Ninety years ago, Eagle City had been a thriving metropolis of 35,000 souls, living, dying, working, cheating, riding the boom of Klondike gold. There had been casinos, banks, bordellos, a cavalry post, even an immigration office to deal with Canadians coming to search for the yellow metal.
All that was gone now, except for the old immigration office, and the hundred or so folks who call the place home. Jane sat on an abandoned pile of wood that had been cut and neatly stacked nearly a century before. She gazed at the ruins of a once-lively cavalry post. A memorial at the stables proclaimed: “Half their horses died the first winter.”
Turning east, she saw row upon row of firewood stacked beside the pipe that had carried water to the fort. Along the way, the pipe passed through a series of small buildings. Each building contained a stove where wood fires kept the water from freezing before it got to the next building and so on until it reached the fort. The fort was in ruins, but the pipeline and wood remained nearly unchanged.
Jane got up and walked among the ghosts of men and times long gone, knowing that, like Eagle City, Fairbanks would not always be teeming with society’s greedy rejects. She wondered if someday only the oil pipeline and its pump stations would remain to show what had once been there.

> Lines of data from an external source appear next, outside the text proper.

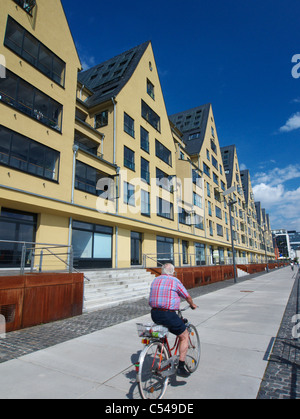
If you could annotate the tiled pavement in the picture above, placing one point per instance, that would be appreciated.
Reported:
(282, 376)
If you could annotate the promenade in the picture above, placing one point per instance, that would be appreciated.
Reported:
(248, 350)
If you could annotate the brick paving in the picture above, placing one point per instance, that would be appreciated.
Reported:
(282, 375)
(26, 341)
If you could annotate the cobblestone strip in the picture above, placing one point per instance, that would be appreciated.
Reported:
(26, 341)
(282, 376)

It would soon be dark, she thought and zipped up her parka against the chill. She would have to leave soon if she were going to stop at Chicken on the way home. She had never been to Chicken, but had heard the story of the original settlers who wanted to name the place after the local birds, but couldn’t spell Ptarmigan. “Hell,” someone said. “Let’s just call it Chicken.”
Her spirits lifted, Jane turned and walked briskly toward the airfield that had once been a parade ground. It was only a few hundred feet to her father’s Supercub, but before she reached the aircraft, she quietly dissolved away.